Why can’t my nsight compute see Floating Point Operations Roofline (Tensor Core)
The machine I use is V100
The version I used for profile is 2023.1.0
What I use for GUI is 2024.3.1
Have you enabled the roofline set to generate the report ?
Can you tell me how to turn on this option please?
If you are using GUI to profile, you should make sure below option are selected or choose “full”.
If you are using CLI to profile, you can add option --set roofline
I’ve already used the --set full option
I noticed you are using different version of CLI and GUI, can you try to update the CLI version ? 2023.1.0 is relatively old.
https://forums.developer.nvidia.com/uploads/short-url/mQm63wwqMuXuTDqC2aSoLlMtUf2.zip
I tried to use someone else’s file in my GUI and still didn’t see tensor core roofline
The following is mine
mamba2_ge.zip (1.0 MB)
As I said before, please use newer CLI tools to collect the report.
I tried to use --set rooline and now I can see the tensor core roofline
But in my section option roofline evaluates a lot more metrics than full
Hi, @1144974269
Good to know you see the roofline now ?
What’s the remained problem now ? Can you clarify ?
Full = full report
Full != All metrics
The roofline sections require a lot of passes. In Metric Selection you can switch from Metric Sets to Metric Sections/Rules to pick individual sections. The “Sets” column will show which sections are in the full or detailed set. In your release the GPU Speed of Light Hierarchical Roofline Charts (* Precision) are only in the roofline set.
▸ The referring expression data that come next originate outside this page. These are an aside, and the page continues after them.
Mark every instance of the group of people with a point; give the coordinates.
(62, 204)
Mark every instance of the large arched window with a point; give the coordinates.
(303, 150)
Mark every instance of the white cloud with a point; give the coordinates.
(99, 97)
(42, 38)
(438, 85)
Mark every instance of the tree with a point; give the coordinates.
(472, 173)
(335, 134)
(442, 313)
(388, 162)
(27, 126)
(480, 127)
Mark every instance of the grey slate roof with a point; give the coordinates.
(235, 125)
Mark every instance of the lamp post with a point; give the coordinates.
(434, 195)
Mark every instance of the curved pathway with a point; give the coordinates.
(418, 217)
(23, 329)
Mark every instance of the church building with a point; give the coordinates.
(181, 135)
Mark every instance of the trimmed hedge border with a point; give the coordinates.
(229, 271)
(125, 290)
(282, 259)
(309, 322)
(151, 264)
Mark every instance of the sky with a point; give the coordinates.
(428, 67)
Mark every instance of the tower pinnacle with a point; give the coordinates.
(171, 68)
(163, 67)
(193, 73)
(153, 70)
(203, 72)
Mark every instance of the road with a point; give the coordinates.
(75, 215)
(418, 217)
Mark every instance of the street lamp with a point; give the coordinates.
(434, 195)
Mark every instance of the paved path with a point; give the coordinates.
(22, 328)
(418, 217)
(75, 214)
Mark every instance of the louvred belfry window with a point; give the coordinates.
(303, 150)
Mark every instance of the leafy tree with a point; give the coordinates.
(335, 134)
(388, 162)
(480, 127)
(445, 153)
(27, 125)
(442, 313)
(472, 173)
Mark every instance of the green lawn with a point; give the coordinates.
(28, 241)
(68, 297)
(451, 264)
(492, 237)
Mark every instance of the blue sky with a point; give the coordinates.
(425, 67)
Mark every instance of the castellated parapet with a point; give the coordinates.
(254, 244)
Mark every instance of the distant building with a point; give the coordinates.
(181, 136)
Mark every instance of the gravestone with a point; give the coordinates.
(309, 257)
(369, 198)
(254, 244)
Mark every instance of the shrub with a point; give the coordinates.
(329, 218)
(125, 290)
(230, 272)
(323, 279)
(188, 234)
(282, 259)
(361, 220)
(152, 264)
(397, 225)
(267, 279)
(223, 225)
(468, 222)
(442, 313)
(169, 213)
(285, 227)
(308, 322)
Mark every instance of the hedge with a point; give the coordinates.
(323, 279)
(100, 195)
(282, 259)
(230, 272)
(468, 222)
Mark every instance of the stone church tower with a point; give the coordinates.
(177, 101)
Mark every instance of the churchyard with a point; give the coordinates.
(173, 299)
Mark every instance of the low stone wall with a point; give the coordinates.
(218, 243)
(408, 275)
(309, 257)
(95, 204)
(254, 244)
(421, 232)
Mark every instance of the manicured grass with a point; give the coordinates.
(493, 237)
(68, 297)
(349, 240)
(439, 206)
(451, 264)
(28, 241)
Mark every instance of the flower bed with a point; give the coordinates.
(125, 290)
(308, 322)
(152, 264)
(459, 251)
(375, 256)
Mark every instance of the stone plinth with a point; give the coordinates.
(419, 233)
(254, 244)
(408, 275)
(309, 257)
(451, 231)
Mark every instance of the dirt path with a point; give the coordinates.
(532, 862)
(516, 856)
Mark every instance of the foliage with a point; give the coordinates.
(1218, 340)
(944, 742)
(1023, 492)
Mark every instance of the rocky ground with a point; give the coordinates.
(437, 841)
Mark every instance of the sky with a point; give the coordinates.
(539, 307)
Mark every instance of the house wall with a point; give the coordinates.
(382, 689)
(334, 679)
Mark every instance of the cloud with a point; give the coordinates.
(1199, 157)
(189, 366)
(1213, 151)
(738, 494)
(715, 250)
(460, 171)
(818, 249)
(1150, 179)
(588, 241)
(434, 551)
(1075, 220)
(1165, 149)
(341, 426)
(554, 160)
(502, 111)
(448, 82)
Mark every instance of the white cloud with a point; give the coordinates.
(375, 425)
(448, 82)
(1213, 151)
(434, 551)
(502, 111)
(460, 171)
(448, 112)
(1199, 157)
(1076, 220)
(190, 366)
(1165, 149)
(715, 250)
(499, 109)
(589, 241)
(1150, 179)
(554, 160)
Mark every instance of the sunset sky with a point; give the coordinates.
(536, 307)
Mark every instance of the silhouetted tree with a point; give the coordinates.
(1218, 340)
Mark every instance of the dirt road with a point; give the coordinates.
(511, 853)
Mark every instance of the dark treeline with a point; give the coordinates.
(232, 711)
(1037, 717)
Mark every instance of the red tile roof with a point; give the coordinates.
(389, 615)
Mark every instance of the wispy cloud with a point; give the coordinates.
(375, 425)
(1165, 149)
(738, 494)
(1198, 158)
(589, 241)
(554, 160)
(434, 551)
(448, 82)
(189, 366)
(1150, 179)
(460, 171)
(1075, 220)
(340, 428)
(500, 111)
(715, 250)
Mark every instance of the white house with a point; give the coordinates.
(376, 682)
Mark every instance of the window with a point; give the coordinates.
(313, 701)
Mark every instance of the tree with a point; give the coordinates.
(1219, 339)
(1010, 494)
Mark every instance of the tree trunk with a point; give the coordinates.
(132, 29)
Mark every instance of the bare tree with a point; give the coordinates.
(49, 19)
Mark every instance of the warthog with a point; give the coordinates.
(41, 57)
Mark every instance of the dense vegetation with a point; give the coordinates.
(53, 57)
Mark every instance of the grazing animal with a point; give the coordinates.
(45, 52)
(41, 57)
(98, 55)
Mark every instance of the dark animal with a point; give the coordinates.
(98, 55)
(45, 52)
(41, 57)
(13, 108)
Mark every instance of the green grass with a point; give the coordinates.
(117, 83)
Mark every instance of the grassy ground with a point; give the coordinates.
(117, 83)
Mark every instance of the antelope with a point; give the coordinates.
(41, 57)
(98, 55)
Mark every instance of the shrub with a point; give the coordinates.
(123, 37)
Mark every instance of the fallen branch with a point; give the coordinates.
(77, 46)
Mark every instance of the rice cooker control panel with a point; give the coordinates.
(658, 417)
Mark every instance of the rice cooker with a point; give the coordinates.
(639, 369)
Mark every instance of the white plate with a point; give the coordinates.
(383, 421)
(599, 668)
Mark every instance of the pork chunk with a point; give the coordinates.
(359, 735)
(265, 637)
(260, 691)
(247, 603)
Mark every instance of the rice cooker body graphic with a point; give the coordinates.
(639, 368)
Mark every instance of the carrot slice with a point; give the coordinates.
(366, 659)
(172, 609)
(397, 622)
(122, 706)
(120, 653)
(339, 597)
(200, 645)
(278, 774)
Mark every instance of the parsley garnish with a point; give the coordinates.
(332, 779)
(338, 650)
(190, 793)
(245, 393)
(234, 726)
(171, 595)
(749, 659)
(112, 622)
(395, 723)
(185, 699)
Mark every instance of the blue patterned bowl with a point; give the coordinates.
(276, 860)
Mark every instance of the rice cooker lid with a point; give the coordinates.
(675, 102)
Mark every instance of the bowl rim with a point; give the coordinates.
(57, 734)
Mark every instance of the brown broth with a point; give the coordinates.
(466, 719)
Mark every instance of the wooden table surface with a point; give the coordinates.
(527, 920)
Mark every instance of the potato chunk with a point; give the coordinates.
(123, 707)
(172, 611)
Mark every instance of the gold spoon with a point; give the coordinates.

Through this dialog you can include on the rooflines of interest which will reduce the required metrics.
thanks!so if i want all sections including roofline and others,I just need to use --set full ! ?
The best method is to run the commands
- ncu --list-sets
- ncu --list-sections
In 2024.3.0 full does not include the new roofline sections (SpeedOfLight_HiearchicalTensorRooflineChart).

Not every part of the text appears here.